1School of Information Science and Engineering, Hebei University of Science and Technology, Shijiazhuang, 050000, China
2School of Internet of Things and Software Technology, Wuxi Vocational College of Science and Technology, Wuxi, 214028, China
3German-Russian Institute of Advanced Technologies, Karan, 420126, Russia
*Corresponding Author: Ning Cao. Email: ning.cao2008@hotmail.com
Received: 01 February 2021; Accepted: 05 March 2021
Abstract: Along with the rapid development of biometric authentication technology, face recognition has been commercially used in many industries in recent years. However, it cannot be ignored that face recognition-based authentication techniques can be easily spoofed using various types of attacks such photographs, videos or forged 3D masks. In order to solve this problem, this work proposed a face anti-fraud algorithm based on the fusion of thermal infrared images and visible light images. The normal temperature distribution of the human face is stable and characteristic, and the important physiological information of the human body can be observed by the infrared thermal images. Therefore, based on the thermal infrared image, the pixel value of the pulse sensitive area of the human face is collected, and the human heart rate signal is detected to distinguish between real faces and spoofing faces. In order to better obtain the texture features of the face, an image fusion algorithm based on DTCWT and the improved Roberts algorithm is proposed. Firstly, DTCWT is used to decompose the thermal infrared image and visible light image of the face to obtain high-and low-frequency subbands. Then, the method based on region energy and the improved Roberts algorithm are then used to fuse the coefficients of the high- and low-frequency subbands. Finally, the DTCWT inverse transform is used to obtain the fused image containing the facial texture features. Face recognition is carried out on the fused image to realize identity authentication. Experimental results show that this algorithm can effectively resist attacks from photos, videos or masks. Compared with the use of visible light images alone for face recognition, this algorithm has higher recognition accuracy and better robustness.

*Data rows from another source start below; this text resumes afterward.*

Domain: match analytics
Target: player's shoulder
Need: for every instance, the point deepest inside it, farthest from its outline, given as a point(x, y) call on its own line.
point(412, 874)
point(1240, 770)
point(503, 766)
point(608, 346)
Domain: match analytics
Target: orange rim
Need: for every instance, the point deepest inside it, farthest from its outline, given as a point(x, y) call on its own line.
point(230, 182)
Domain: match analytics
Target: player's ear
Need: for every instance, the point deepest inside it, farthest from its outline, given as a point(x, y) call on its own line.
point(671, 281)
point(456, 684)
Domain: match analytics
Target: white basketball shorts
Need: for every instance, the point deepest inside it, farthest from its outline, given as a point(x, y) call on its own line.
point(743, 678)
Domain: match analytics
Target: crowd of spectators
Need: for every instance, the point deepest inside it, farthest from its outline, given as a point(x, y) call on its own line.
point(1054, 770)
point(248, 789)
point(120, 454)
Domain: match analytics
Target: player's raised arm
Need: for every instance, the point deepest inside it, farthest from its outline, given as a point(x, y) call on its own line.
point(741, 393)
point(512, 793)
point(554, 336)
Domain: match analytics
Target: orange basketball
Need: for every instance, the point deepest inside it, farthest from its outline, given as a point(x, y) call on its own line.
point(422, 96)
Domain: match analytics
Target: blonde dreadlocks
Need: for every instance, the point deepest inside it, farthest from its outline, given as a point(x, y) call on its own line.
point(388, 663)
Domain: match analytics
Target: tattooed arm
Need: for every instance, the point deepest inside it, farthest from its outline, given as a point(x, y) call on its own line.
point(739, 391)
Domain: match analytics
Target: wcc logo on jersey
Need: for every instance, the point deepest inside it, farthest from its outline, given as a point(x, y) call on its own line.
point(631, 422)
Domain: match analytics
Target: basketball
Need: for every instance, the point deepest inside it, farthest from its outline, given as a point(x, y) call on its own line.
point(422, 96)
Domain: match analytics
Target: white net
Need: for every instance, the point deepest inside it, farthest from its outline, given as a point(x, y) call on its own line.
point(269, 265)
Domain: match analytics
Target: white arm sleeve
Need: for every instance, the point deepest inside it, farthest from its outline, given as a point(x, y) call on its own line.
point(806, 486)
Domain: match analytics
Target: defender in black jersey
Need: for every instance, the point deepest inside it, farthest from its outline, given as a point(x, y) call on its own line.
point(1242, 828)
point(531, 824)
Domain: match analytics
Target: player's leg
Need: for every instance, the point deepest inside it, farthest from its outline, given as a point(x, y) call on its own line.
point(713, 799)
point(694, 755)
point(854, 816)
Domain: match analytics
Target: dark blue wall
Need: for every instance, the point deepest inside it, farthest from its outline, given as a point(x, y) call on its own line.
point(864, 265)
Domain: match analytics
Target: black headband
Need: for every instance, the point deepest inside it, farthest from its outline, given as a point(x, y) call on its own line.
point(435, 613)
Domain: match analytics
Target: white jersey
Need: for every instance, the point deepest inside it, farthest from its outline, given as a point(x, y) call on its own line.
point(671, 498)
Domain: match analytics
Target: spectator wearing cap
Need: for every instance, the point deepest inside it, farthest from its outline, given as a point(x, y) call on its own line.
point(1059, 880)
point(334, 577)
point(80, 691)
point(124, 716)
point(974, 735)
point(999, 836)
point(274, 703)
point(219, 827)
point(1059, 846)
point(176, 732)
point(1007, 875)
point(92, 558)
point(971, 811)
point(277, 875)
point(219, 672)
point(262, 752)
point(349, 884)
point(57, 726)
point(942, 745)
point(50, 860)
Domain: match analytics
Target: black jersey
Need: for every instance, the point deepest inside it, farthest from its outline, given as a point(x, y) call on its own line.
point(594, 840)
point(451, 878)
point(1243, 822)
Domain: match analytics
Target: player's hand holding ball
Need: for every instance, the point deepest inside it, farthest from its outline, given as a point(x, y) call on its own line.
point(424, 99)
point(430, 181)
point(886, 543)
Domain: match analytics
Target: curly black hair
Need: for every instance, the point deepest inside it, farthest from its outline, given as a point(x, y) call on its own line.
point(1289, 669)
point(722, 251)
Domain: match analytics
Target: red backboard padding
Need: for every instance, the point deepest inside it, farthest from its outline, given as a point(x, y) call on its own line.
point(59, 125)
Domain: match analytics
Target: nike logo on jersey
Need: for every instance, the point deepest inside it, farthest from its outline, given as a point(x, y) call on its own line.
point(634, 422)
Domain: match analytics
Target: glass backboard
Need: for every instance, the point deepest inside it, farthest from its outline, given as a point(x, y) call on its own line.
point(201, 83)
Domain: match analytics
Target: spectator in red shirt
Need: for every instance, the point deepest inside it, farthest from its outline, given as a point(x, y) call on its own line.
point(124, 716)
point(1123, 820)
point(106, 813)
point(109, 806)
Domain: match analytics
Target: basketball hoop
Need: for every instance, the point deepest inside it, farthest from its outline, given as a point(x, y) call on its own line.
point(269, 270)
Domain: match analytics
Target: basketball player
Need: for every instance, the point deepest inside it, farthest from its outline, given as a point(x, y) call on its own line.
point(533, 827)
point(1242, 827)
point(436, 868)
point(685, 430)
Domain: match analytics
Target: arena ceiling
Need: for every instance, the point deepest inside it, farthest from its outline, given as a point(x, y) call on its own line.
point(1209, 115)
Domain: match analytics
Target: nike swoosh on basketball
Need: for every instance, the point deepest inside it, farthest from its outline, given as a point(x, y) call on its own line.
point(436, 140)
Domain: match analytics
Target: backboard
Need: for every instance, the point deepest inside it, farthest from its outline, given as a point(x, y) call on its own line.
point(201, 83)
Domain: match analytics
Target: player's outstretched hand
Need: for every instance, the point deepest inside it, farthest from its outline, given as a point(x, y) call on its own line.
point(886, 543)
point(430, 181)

Keywords: Anti-spoofing; infrared thermal images; image fusion; heart rate detection
With the development of biometrics, face recognition plays a pivotal role in applications such as identity recognition systems, criminal justice database systems, and public surveillance systems. The subsequent face spoofing attacks have also increased sharply. Attackers often use photos, videos, 3D modeling, masks, and other methods to imitate real human faces and obtain system access authorization for illegal intrusion and face recognition. This poses a serious threat to the security of the face recognition system. It is a necessary research topic to accurately judge the authenticity of human faces and identify human facial information to resist these complex and diverse deception attacks [1].
Face anti-spoofing detection systems are mainly divided into three categories: systems based on specific equipment, systems based on human-computer interaction, and systems based on pure algorithms.
There are relatively many methods based on human-computer interaction to prevent spoofing attacks. For example, Alsufyani et al. [2] used the random movement of infrared light to track the relative movement trajectory of the human eye. Singh et al. [3] and Pan et al. [4] proposed to detect the user’s blinking and lip movements to resist people face spoofing attack; Tirunagari et al. [5] used dynamic correlation models to preprocess the video to extract texture features. The disadvantage of this type of detection method which seeks user cooperation is that it takes too long to detect the user’s specified action, and it needs the user to request coordinated action. This will affect the user’s experience.
Relying on pure algorithms for rapid detection and resolution through user videos or images is also a research hotspot. Wen et al. [6] proposed an algorithm combining image deformation analysis features; Pinto et al. [7] proposed a method of visual frequency analysis to detect video Face attacks; Määttä et al. [8] used LBP features to complete the detection of spoofing attacks; Alhassan et al. [9] combined DMD, LBP, and SVM to perform a liveness test score. Li et al. [10] proposed a face recognition algorithm based on LBP-EHMM; Wild et al. [11] proposed a detection algorithm based on bagging strategy; Pinto et al. [12] proposed a face activity detection method based on visual rhythm analysis. This type of texture feature-based detection method is based on gray-scale image extraction. The extracted features are not comprehensive enough, which affects the final detection result and has limited accuracy. Lee et al. [13] identify real faces from photos by analyzing data. Zhang et al. [14] used an adaptive ellipse fitting method to roughly determine the face area. Then, the study performed AdaBoost-based classification according to face template matching and face skin color distribution statistics, and finally detected facial occlusion. Xia et al. [15] proposed face occlusion detection based on a convolutional neural network. The network model was trained through a large number of occlusion samples. The image to be detected was input to the network, and the result of detecting whether the left and right eyes, nose and mouth were occluded was directly outputted. Kim et al. [16] proposed a face activity detection method for face spoofing attacks on mobile phones. According to the difference in the diffusion speed of reflected light from fake photos and live images, a real-time live detection based on the diffusion speed of reflected light from a single image was proposed. They used the following method: i) introduce the total variation flow to obtain the diffusion speed; ii) use the different diffusion speeds of the reflected light from the active skin and the fake face to distinguish whether there is activity; iii) use the LSP code to extract the speed feature vector on the reflected light diffusion speed distribution map, and iv) use the SVM classifier to determine whether the image comes from a living human face.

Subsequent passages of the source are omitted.